Idea created by russell.pope on Oct 31, 2014
    Not planned
    Score36

    During IT health checks and pen tests that we commission for some of our higher security implementations of CA SDM 12.5 we often get the following issue raised.

     

    Description:

    The application did not prevent a particular user from logging in multiple times creating multiple sessions,

    potentially from different IP addresses.

    Permitting a user to login multiple times may create concurrency faults, created when a particular set of data

    is updated simultaneously or at least almost synchronously by separate requests from alternative sessions.

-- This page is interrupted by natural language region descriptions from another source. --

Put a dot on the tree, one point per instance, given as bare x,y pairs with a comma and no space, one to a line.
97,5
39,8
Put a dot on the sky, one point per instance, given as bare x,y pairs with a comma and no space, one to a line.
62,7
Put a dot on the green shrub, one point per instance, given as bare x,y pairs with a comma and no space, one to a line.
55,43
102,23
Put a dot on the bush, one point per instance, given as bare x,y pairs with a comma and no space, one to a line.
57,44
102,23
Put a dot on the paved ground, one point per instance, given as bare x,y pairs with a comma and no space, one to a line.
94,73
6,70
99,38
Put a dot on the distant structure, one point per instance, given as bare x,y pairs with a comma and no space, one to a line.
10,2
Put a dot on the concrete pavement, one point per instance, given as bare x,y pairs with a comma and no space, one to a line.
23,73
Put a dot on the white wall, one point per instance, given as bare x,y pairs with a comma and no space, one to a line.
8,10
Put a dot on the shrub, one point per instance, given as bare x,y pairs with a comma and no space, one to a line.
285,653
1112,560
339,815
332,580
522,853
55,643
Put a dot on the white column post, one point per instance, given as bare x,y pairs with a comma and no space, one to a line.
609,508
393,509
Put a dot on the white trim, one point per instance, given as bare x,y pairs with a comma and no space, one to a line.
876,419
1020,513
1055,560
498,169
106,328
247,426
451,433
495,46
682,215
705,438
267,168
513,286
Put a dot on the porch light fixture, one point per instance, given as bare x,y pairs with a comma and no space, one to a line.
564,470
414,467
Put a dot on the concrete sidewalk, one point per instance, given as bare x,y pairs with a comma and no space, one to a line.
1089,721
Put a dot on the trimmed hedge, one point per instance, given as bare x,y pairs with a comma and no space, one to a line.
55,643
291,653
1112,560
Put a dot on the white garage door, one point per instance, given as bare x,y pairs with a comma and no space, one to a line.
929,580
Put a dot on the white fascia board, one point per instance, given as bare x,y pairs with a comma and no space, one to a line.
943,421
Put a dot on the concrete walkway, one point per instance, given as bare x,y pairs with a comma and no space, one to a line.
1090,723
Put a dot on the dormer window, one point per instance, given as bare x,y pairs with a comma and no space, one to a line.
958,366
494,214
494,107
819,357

    This could generate inconsistencies or exceptions, depending upon the nature of the data being modified and

    give cause to user confusion. In addition, failure to prevent concurrent logins may permit a potentially

    compromised account to go unnoticed as ‘illegitimate’ and ‘legitimate’ usage could occur at the same time.

    Recommendation:

    User accounts within the application should only be permitted to use one session at a time. The session

    management system currently in place seems to prevent the identification and/or exclusion of multiple

    sessions. It is therefore recommended that session concurrency settings be implemented.

     

    I understand that restricting concurrent logins in web applications can be problematic - especially for support teams where users can lose a session by abnormal shutdown of the browser and then maybe unable to login again until the session times out. However I propose that CA SDM is enhanced to popup a message to the end user if they try to login to a second session. The popup should advise that the userid is already logged in on a session and ask if they would like to continue and that continuing to login would mean that the previous session would be logged off. If the user accepts the prompt and asks to continue then the other session for the user id should be ended and the new login session created.

     

    If the user does not accept the prompt then they should be returned to the login screen without creating a new session.

     

    If someone tries to use a session that has been ended in this way then they should be prompted with a session ended message / prompt and sent back to the login screen without creating a new session.

     

    This idea would provide a useful security enhancement to the application which would go some way to keeping our security accreditors happy.